Also it can be difficult in general for booleans to deal with objects that just barely skim right over the same overlapping surface area, although usually if the overlap is very precise it can be ok.

re:
> But if i try to union the body with a prism, which is just longer than the previous one
> (exact copy and scale), the solid breaks apart: (but the object it still treated as solid!)

A quick fix for this one is to select the body and run the ShrinkTrimmedSrf command:
http://moi3d.com/3.0/docs/moi_command_reference10.htm#shrinktrimmedsrf

After you have run ShrinkTrimmedSrf on the body it seems to boolean ok with the box.


> In bottom row I tried to union two solids, the result is much more interesting, one of
> them is OK, however the second one is broken (but still reported as "solid")

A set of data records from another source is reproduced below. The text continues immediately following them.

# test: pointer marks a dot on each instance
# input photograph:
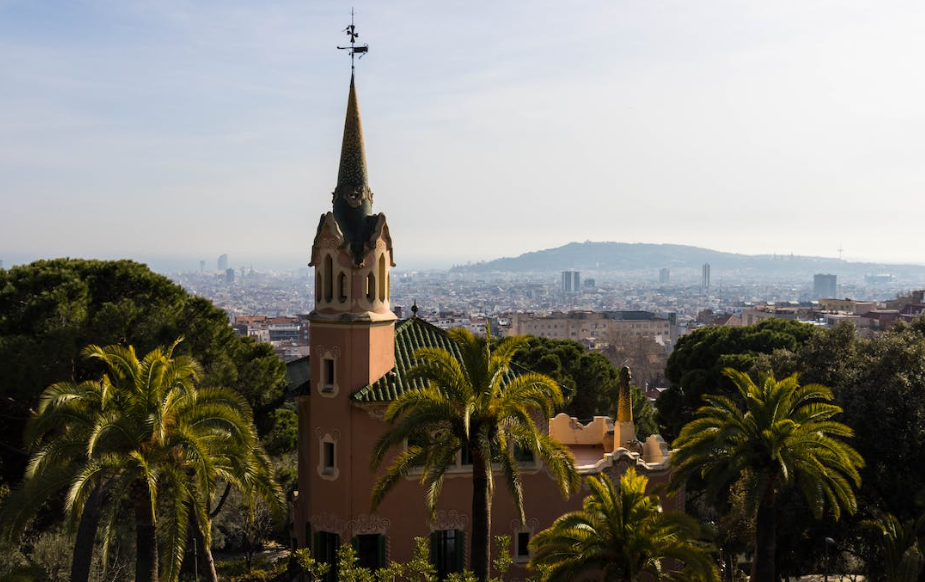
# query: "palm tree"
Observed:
(622, 534)
(144, 434)
(902, 557)
(472, 403)
(784, 438)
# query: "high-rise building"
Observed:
(664, 276)
(571, 282)
(825, 286)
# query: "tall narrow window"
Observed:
(327, 371)
(342, 286)
(446, 551)
(328, 457)
(371, 287)
(328, 278)
(382, 280)
(522, 549)
(326, 545)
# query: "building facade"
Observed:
(360, 357)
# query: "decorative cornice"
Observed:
(451, 519)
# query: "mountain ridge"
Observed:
(618, 256)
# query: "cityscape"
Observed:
(619, 292)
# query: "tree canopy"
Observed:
(51, 309)
(589, 380)
(696, 365)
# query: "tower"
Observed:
(352, 337)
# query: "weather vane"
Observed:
(351, 31)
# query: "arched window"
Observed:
(371, 287)
(342, 286)
(328, 278)
(382, 280)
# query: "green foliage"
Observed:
(784, 439)
(696, 365)
(472, 402)
(901, 553)
(313, 568)
(418, 569)
(262, 570)
(589, 380)
(284, 436)
(622, 533)
(50, 309)
(145, 434)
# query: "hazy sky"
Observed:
(148, 128)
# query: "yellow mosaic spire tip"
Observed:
(352, 171)
(624, 397)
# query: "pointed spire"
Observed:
(353, 200)
(625, 397)
(352, 173)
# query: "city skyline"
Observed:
(148, 129)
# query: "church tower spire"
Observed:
(352, 198)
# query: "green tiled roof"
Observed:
(410, 335)
(298, 373)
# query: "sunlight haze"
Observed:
(188, 129)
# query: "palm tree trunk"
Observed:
(86, 534)
(481, 517)
(211, 575)
(763, 562)
(145, 537)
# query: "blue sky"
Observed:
(184, 129)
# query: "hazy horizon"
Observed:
(187, 263)
(492, 129)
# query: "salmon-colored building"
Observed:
(360, 356)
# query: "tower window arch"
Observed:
(371, 287)
(342, 286)
(328, 278)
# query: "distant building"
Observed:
(571, 282)
(824, 285)
(878, 278)
(603, 325)
(847, 306)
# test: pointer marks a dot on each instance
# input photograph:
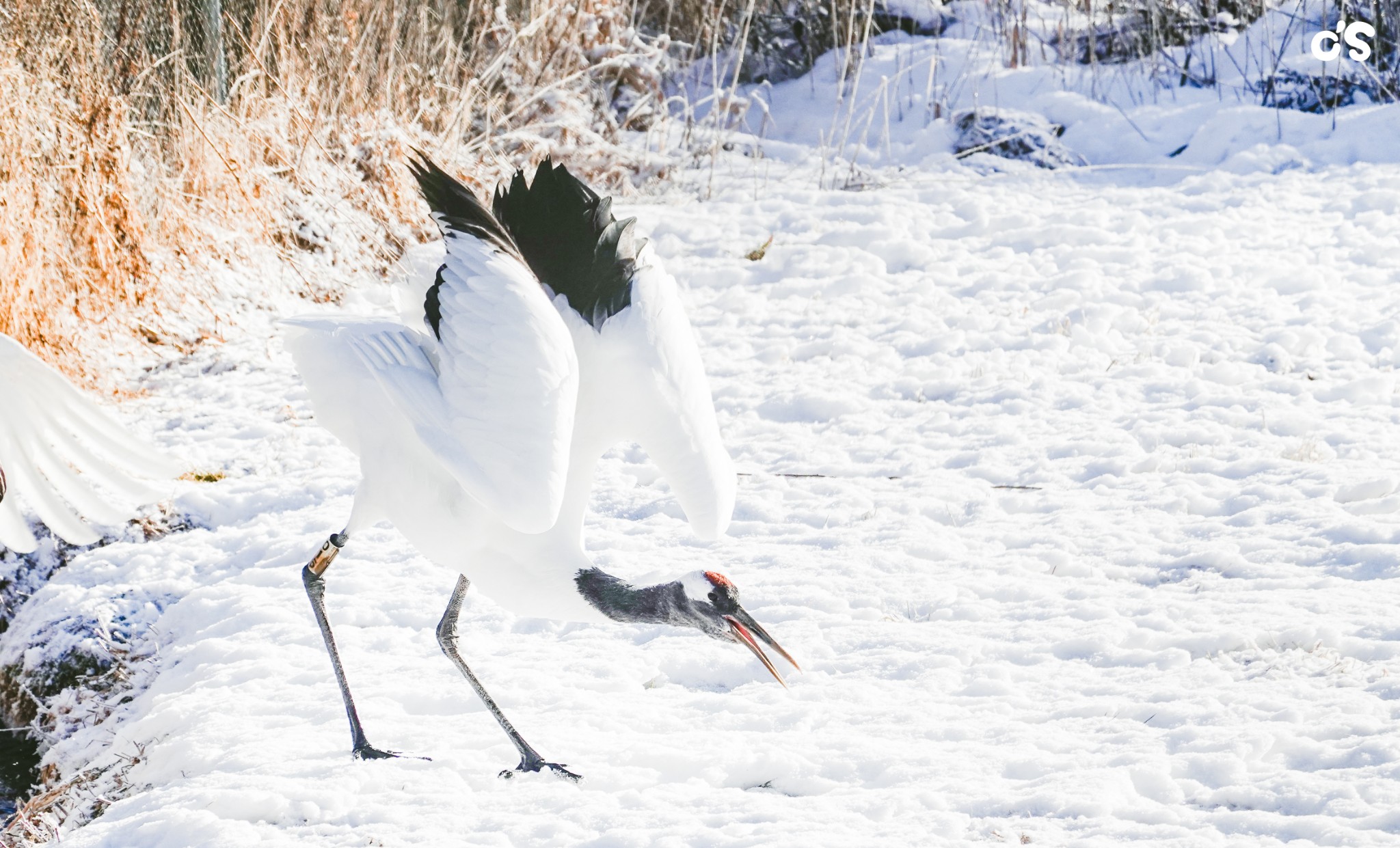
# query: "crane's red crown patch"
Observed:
(718, 579)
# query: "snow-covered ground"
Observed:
(1077, 495)
(1102, 549)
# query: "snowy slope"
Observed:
(1182, 631)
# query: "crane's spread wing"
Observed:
(493, 396)
(671, 411)
(65, 456)
(476, 434)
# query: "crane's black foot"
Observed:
(558, 769)
(367, 752)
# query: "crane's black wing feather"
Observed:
(561, 228)
(570, 238)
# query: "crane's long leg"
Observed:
(315, 584)
(447, 638)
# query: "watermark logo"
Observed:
(1328, 44)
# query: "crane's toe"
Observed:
(558, 769)
(367, 752)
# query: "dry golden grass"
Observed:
(122, 148)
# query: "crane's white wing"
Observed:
(658, 384)
(65, 456)
(493, 399)
(509, 383)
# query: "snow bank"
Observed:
(1101, 549)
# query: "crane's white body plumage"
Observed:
(481, 446)
(65, 458)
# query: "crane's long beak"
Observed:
(745, 629)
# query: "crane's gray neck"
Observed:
(621, 601)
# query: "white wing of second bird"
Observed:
(65, 456)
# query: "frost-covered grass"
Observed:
(1102, 547)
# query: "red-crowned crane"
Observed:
(550, 333)
(55, 446)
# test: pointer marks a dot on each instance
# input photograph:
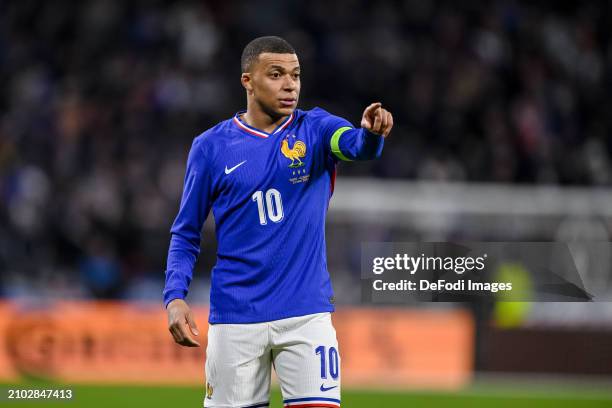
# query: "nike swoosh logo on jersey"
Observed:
(323, 388)
(228, 171)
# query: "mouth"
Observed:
(287, 102)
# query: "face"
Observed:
(274, 83)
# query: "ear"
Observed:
(247, 82)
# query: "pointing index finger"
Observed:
(372, 107)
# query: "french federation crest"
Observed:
(294, 153)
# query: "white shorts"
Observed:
(303, 351)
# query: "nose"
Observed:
(289, 84)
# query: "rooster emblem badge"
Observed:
(293, 153)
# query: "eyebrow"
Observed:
(282, 68)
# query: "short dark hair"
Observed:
(260, 45)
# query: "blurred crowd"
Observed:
(99, 102)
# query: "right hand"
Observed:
(181, 323)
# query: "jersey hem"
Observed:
(238, 319)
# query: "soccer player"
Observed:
(268, 175)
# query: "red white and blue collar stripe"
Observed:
(258, 132)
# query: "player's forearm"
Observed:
(182, 256)
(356, 144)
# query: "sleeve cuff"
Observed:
(174, 294)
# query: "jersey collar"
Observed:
(258, 132)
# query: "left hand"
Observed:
(377, 120)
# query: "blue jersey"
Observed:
(269, 193)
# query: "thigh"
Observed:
(238, 360)
(307, 360)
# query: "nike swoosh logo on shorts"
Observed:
(323, 388)
(228, 171)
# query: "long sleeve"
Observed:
(186, 229)
(346, 143)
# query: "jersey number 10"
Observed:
(273, 206)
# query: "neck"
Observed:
(257, 118)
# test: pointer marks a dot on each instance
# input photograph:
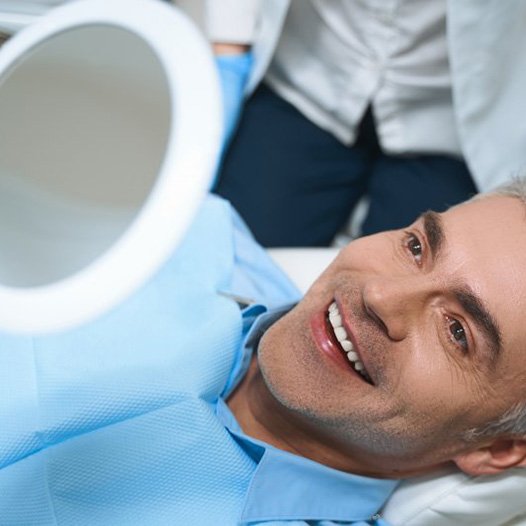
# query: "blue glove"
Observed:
(234, 71)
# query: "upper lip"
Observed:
(344, 313)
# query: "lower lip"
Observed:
(326, 342)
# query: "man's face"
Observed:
(434, 313)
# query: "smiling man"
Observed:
(407, 353)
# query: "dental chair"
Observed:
(114, 84)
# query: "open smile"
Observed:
(344, 342)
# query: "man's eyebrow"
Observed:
(473, 305)
(434, 231)
(467, 299)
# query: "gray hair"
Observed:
(513, 421)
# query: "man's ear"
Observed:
(499, 455)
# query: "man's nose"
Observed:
(395, 304)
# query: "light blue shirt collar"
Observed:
(289, 487)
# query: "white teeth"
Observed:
(347, 346)
(335, 320)
(353, 356)
(340, 333)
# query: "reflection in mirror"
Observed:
(84, 123)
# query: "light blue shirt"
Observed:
(121, 421)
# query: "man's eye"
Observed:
(458, 333)
(414, 245)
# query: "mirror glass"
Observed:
(84, 122)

It looks like running ShrinkTrimmedSrf on both of these pieces will then let this union go ok too.

Another alternative to get these pieces combined into one is to do a face selection of all the bottom box pieces, use Edit > Separate to break those off into a separate object, then do boolean union on just those box pieces, and finally select all the pieces and use Edit > Join to glue them together. That will avoid having the boolean go through and try to intersect all the upper parts with one another. Somehow there is a surface somewhere in the upper pieces that is making the surface/surface intersector get confused when it tries to use it.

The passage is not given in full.